By Nakita Krucker
The Pioneer, Feb 11th, 2016
RRRoll Up the Rim to Win is back in action at Tim Hortons, delighting die-hard Tim Hortons enthusiasts, but making the environmentally conscious cringe.
This year, the main concern for many seems to be how to properly claim the prize printed across the rolled or chewedup rim of the disposable cup. But what can easily be forgotten during the contest is bringing in a reusable mug.
“It’s a great marketing strategy for Tim Hortons,” said Dr. Franz Hartmann, executive director of the Toronto Environmental Alliance. “But it’s really bad for the environment.
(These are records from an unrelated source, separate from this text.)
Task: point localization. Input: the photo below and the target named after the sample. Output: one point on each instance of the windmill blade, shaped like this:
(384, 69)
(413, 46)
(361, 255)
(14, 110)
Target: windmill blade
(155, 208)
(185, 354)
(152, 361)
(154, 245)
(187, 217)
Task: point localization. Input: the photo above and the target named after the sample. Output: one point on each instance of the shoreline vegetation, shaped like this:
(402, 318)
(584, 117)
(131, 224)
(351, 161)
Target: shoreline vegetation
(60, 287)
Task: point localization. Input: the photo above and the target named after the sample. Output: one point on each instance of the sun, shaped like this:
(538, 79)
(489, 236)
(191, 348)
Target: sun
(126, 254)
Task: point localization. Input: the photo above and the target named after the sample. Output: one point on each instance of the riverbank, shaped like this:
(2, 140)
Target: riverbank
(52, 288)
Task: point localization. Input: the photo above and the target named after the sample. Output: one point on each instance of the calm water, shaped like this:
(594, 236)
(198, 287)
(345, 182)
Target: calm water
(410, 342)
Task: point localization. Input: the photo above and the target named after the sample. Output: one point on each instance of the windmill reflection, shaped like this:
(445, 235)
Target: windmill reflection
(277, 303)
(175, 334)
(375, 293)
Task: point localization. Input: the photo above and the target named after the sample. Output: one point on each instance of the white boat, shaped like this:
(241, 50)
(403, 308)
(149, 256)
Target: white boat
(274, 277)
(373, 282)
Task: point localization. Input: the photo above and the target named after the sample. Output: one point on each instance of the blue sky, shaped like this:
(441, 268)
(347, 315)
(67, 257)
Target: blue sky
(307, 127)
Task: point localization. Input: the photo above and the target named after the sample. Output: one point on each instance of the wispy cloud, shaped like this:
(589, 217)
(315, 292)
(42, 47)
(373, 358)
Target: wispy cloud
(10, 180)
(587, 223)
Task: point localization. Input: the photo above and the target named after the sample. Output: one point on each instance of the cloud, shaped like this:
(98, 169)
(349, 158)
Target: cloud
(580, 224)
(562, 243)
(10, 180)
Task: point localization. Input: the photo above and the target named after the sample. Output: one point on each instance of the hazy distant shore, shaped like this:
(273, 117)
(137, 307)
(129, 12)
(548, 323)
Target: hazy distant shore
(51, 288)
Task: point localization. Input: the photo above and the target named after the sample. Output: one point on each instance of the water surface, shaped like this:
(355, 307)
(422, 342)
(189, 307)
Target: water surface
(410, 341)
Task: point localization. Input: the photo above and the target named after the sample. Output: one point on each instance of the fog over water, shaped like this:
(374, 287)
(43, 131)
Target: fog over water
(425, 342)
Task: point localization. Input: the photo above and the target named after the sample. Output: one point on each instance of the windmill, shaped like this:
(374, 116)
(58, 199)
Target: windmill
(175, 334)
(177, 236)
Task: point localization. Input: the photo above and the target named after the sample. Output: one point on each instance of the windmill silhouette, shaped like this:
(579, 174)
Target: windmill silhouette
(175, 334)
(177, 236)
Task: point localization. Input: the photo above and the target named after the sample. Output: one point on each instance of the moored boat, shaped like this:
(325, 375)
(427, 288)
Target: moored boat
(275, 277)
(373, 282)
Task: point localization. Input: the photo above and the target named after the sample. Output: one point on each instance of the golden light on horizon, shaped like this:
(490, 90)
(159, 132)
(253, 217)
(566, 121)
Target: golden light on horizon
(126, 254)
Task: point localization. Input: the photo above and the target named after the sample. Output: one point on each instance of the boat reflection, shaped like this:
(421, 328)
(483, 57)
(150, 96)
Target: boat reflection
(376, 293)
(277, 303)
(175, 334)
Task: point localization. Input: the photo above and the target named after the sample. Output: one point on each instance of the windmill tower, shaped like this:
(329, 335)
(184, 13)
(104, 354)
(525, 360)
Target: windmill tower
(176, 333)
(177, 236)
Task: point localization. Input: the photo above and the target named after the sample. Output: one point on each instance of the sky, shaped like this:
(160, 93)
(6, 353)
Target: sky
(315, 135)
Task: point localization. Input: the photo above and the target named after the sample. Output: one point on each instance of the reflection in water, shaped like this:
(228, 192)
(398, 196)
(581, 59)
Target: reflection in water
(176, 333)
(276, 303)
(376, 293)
It becomes a disincentive for bringing your own mug in.”
Those who bring in reusable mugs are continually offered disposable cups so that they too can have a chance to win. “It kind of defeats the whole purpose of the exercise,” said Hartmann.
Hailey DeDominicis, senior communications manager for Tim Hortons, said the company is aware of the concern, pointing out that the contest serves a dual purpose.
“No additional cups are produced for RRRoll Up the Rim to Win,” said DeDominicis in an email. “They would have been printed regardless in the normal course of business.
“Guests who prefer to drink from china mugs in restaurant can still participate by playing RRRoll Up Replay, our online game, at www.rolluptherimtowin.com for a chance to win great prizes.”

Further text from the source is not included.